Bir dönem güvenlik açısından da sıkıntılı bir bölgeydi burası. Şimdi nasıl?
“Eskiden burası On Gözlü Köprü denilince insanlar korkardı. Meydan okuma yeri gibiydi. Biz bu imajı değiştirdik. Şu an aileler geliyor. Çocuklar geliyor. Huzurlu bir ortam var. Polis gelene kadar intihar etmek isteyen insanları bile kurtardık. İtfaiye gelmeden yangına müdahale ettik.

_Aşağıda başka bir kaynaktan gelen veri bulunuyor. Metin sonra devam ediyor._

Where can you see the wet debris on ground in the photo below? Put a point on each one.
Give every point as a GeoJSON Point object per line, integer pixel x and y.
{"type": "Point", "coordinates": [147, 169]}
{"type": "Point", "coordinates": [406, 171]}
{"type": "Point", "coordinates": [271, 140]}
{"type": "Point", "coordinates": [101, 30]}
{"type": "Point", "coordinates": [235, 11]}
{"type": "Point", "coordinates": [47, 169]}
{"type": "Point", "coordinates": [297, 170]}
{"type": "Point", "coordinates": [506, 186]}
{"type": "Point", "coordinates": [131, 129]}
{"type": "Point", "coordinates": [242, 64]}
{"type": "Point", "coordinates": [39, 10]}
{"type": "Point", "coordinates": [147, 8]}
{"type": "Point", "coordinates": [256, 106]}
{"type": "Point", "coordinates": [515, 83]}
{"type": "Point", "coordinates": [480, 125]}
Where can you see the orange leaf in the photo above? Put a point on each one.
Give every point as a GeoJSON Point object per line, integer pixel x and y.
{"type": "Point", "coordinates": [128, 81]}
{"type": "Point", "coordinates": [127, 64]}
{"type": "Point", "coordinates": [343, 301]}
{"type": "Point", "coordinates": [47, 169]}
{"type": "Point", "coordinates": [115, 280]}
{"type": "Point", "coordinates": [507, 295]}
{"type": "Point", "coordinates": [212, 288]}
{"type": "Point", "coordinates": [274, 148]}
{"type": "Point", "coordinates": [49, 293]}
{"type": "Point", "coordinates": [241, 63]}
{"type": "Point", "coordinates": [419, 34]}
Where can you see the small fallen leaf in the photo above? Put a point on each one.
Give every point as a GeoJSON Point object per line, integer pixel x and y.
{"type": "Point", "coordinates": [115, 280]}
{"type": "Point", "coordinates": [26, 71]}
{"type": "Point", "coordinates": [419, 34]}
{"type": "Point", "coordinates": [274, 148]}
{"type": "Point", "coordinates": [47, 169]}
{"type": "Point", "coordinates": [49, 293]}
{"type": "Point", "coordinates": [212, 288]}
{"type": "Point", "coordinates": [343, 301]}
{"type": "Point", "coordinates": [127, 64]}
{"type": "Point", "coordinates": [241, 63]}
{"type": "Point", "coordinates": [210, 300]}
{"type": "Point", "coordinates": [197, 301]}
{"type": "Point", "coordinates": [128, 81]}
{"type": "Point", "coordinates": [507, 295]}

Burası bizim hem yaşam alanımız hem sorumluluğumuz”
Peki yerli ve yabancı turistlerin ilgisi nasıl?
“Yabancı turist ekonomik sebeplerden dolayı az. Ama yerli turist yoğun. Batıdan gelen insanlar buraya hayran kalıyor. Biz burada doğu-batı kardeşliğinin, Türk-Kürt kaynaşmasının sembolü gibiyiz”
Peki, eleştirilerle ilgili genel bir mesajınız var mı?
“Ben kimseye kin beslemem ama çamur atana da sessiz kalmam. Bu şehirde bir ağaç dikmeyen insanlar, on binlerce ağacı yaşatan bize laf ediyor. Eleştiri olacaksa gelsinler yüzümüze söylesinler. Bizim ruhumuz güvercin ruhudur. İnsanız ve insan gibi yaşamak istiyoruz. Bizi küçük görmesinler. İftirayla değil, dürüstlükle mücadele ediyoruz”
Son olarak, yetkililere ve kamuoyuna çağrınız nedir?
“Herkes kapısının önünü süpürsün. Diyarbakır’ı seviyorsak, hepimiz taşın altına elimizi koymalıyız. Biz üzerimize düşeni yaptık, yapmaya da devam ediyoruz. Ama belediyeler, kurumlar da artık halkı görmezden gelmeyi bıraksın. Yolumuzu, kaldırımımızı, ışığımızı istiyoruz. Biz de bu şehrin insanıyız. Bizim de insan gibi yaşama hakkımız var”
Yüksel Mehmetoğlu’ndan net mesaj
“Tapulu malımız, onurumuzdur. Kimseye hibe etmeyiz. Şehrimizi seviyoruz, ama bizi de insan yerine koysunlar.”